Fidelity's Abigail Johnson Gains CEO Title from Her Father


Abigail Johnson has taken another big step toward being the next leader of Fidelity Investments after the company said she will add the title of chief executive to her duties.

Johnson already had day-to-day control over operations that include mutual funds, an online brokerage and the biggest U.S. administrator of 401(k) retirement plans.

Over the past decade, Boston-based Fidelity, which had managed assets of $2 trillion at the end of August, has ceded its once-powerhouse status to Vanguard Group as its actively managed mutual funds have become less appealing to investors focused on lower-cost index funds and exchange-traded funds.

Johnson, 52, will continue to report to her 84-year-old father, Edward C. Johnson III, Boston-based Fidelity's chairman.

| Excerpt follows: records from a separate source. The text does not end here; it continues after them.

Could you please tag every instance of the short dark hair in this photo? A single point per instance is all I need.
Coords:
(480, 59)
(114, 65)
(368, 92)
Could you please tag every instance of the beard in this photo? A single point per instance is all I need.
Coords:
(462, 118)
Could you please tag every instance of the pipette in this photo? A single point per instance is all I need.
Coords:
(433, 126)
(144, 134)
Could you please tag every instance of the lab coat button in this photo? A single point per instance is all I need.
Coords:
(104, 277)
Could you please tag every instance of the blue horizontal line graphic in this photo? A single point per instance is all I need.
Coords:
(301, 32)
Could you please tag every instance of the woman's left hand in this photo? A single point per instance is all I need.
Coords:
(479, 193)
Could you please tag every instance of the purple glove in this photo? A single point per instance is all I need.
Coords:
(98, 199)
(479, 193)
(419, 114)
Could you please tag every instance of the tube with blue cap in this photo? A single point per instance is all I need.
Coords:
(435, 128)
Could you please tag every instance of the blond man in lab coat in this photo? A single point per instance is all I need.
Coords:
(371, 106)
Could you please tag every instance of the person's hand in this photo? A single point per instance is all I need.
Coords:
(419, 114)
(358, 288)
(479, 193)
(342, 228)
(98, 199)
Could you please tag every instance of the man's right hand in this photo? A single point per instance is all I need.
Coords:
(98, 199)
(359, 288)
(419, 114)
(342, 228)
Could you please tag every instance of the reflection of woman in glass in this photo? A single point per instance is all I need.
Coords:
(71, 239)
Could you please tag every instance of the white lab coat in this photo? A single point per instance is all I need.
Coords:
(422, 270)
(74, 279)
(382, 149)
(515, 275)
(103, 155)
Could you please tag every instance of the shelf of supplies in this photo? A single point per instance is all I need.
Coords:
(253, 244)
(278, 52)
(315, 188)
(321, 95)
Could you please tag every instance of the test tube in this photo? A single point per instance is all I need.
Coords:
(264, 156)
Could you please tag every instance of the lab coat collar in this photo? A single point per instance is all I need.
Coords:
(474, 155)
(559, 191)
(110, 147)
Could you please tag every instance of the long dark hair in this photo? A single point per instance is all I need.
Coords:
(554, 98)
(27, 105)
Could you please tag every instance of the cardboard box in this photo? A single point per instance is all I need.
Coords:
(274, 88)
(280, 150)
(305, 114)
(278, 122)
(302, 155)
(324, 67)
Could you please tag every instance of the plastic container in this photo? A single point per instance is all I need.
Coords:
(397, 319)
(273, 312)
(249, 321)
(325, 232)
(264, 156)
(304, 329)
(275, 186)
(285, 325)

The elder Johnson had been chairman and CEO of the company since taking over from his father in 1977. The announcement was contained in a memo distributed on Monday to employees.

"Abby Johnson has agreed to become chief executive officer of Fidelity, reflecting a further step forward in our leadership succession plan," according to a Fidelity memo from the elder Johnson viewed by Reuters. "Abby will retain her role of president and I will continue to serve as chairman of the board."

Fidelity is the second-largest U.S. mutual fund company behind Vanguard. It is best known for its stable of actively managed mutual funds including the $100 billion-plus Contrafund .

Vanguard's low-cost approach, however, has been the clear winner in recent years. Over the past year, for example, net deposits into Vanguard funds have totaled $171 billion, as of Aug. 31, according to Morningstar Inc.

In contrast, Fidelity had net withdrawals of nearly $19 billion from actively managed funds during the same period. Net deposits into Fidelity passive funds totaled about $9 billion, according to Morningstar.

"As we have noted in the past, a major source of Fidelity's outflows during the past year has been conversions to collective investment trusts," Morningstar analysts wrote recently. "However, it is surprising that these outflows are not being offset by organic inflows."

Abby Johnson, as she is known inside the company, worked summers at her family's firm before college. She graduated from Hobart and William Smith Colleges in Geneva, New York, with a degree in art history. She worked for two years after graduation at consulting firm Booz Allen.

She then obtained an MBA from Harvard Business School before joining Fidelity as an analyst in 1988. In the 1990s, she ran three different stock funds before moving into management. In 2001, she was named president of the fund division and in 2005 she switched jobs to take charge of Fidelity's benefits and retirement plans unit.

It wasn't until recently that her place as heir apparent to her father was truly secure. That happened in 2012 when she was promoted to run all of the company's main businesses, ending years of speculation about who would succeed Edward "Ned" Johnson.